# Lire disque dur externe en FAT32



## gb05 (25 Août 2008)

Bonjour,

J'ai un disque dur externe formaté en FAT32, utilisé depuis un PC Linux. Quand j'ai essayé de le brancher sur mon nouveau macbook (mac os x 10.5), Ô surprise, système de fichiers non reconnu... FAT32 n'est-il vraiment pas reconnu par mac os ? 
Comment faire ? Reformater mon disque ? 

Guillaume


----------



## Al_Copett (25 Août 2008)

En effet Mac OSX reconnaît les partitions en FAT32.

As-tu fais l'essai de lire ce disque dur en FAT32 par un PC tournant sous Windows ?

Une partition Linux en FAT32, c'est un peu bizarre.


----------



## BS0D (25 Août 2008)

Nan effectivement, il peut lire le contenu mais pas écrire. 

Pour ça, faut convertir le système de fichier en *HFS+* (ou en NTFS ça marche aussi il me semble).


----------



## Anonyme (25 Août 2008)

BS0D a dit:


> Nan effectivement, il peut lire le contenu mais pas écrire.
> 
> Pour ça, faut convertir le système de fichier en *HFS+* (ou en NTFS ça marche aussi il me semble).



Non, pas du tout.
Un Mac peut lire et écrire sur un DD formaté en FAT32.
Par contre il ne peut que lire un DD formaté en NTFS. (à moins de passer par des logiciels tiers).


----------



## BS0D (25 Août 2008)

C'est ce que je pensais... j'ai encore inversé.  

Du coup, t'as un problème avec ton DD nan?

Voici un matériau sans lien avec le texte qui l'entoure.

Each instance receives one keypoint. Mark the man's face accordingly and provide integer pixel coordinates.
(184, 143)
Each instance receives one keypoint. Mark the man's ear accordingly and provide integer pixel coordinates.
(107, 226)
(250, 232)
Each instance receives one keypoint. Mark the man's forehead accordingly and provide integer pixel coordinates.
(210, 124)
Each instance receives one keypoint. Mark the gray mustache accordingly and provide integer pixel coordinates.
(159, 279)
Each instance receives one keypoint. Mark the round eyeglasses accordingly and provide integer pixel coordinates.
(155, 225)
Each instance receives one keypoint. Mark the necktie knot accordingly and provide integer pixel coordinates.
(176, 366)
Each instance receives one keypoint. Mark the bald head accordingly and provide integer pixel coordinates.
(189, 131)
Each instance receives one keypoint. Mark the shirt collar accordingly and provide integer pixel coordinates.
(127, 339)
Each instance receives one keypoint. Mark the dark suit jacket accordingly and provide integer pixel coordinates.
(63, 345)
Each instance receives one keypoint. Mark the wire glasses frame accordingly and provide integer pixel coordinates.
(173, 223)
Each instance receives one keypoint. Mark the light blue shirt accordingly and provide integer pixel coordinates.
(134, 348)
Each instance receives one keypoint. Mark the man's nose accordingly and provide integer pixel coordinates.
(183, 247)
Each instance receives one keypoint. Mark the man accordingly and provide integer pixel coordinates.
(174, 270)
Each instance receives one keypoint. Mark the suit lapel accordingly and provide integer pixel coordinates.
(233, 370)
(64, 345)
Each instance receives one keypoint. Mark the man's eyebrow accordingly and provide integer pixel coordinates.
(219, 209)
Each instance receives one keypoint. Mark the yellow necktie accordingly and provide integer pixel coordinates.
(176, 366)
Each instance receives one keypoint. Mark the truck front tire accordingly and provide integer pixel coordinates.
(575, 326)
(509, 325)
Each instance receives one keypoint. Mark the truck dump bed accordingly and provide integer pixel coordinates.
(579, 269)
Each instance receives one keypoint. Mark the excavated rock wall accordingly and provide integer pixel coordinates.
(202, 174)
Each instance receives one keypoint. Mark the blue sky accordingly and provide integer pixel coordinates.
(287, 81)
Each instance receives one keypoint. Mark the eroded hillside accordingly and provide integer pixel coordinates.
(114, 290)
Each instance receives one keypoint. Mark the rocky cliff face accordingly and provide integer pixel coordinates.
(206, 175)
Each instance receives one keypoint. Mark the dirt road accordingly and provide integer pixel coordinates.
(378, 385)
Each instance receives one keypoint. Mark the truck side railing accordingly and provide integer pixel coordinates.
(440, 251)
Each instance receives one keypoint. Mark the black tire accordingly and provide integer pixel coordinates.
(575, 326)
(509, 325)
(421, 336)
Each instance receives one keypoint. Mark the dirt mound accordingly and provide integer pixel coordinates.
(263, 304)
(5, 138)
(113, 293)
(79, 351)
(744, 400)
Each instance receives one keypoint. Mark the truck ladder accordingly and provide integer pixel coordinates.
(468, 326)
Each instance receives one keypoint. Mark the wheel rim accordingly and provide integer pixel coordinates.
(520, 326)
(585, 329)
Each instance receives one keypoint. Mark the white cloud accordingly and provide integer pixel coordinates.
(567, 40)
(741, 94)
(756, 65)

Ce qui est sûr, c'est que le HFS+, ton mac le lira et pourra écrire dessus. Par contre tu peux oublier l'utilisation de ce format sur windaube (quand à linux je suis pas certain...)


----------



## gb05 (25 Août 2008)

Oui, je sais qu'un DD en FAT32 sous linux c'est une bizarre... Mais bon, j'fais c'que je peux...
Toujours est-il que ce disque n'est pas reconnu par mon macbook : "Systeme de fichier non reconnu" alors qu'il est capable de me sortir les infos suivantes :

_Nom :     Seagate FreeAgentDesktop Media
    Type :     Disque

    Schéma de carte de partition :     Enregistrement de démarrage principal (MBR)
    Identifiant du disque :     disk3
    Nom du support :     Seagate FreeAgentDesktop Media
    Type de support :     Générique
    Bus de connexion :     USB
    Numéro de série USB :                 9QG5S38D
    Arbre des périphériques :     /PCI0/EHC1@1D,7/@3:0
    Inscriptible :     Oui
    Éjectable :     Oui
    Gestionnaires Mac OS 9 installés :     Non
    Emplacement :     Externe
    Capacité totale :     465,8 Go (500 107 862 016 octets)
    État S.M.A.R.T. :     Non géré
    Numéro du disque :     3
    Numéro de partition :     0
_
Y a-t-il une manip à faire pour accéder au disque ? 
Ou bien la seule solution est de sauvegarder ce qu'il contient quelque part et de le reformater en UFS ?

Guillaume


----------



## BS0D (25 Août 2008)

Je dirais que le formatage à l'aide d'utilitaire de disque semble être le plus simple. A confirmer par qqn qui connait mieux les formats de DD que moi... mais c'est ce que j'ai fait et ça a solutionné mon problème en 2/2.

Vois par contre si tu peux faire *CMD + I* et tout en bas de la fenêtre qui s'affiche, passer en lecture ET écriture (je ne pense pas que tu aies cette option, mais faut tenter le coup!).


----------



## Al_Copett (25 Août 2008)

Toutes ces informations sont données par le firmware du disque et du boîtier de ton disque dur externe, aucune information ne semble venir du support.

Si tu veux garder cette partition, fais le petit test avec un PC tournant sous Windows. 

Si la partition n'est pas reconnue par Windows, alors il est normal que ton Mac ne la reconnaisse pas, dans le cas contraire c'est peut-être le disque dur externe (boîtier+disque dur) qui n'est pas compatible ou qui a un problème avec Mac OSX.
Il est toujours possible que des variantes ou des fonctionnalités de la FAT32 présentes sur ton disque dur, non documentées ou prévues pour le futur et non utilisées, soient prises en charge par Windows et Linux mais par Apple. 

Voilà comment je ferais personnellement pour résoudre ce problème, copier tout le contenu de ton dd sur un autre support, créer une nouvelle partition FAT32 avec ton Mac puis recopier toutes les données. De cette façon, comme la partition a été créer par Mac OSX on est sur que celle-ci soit compatible celui-ci.


----------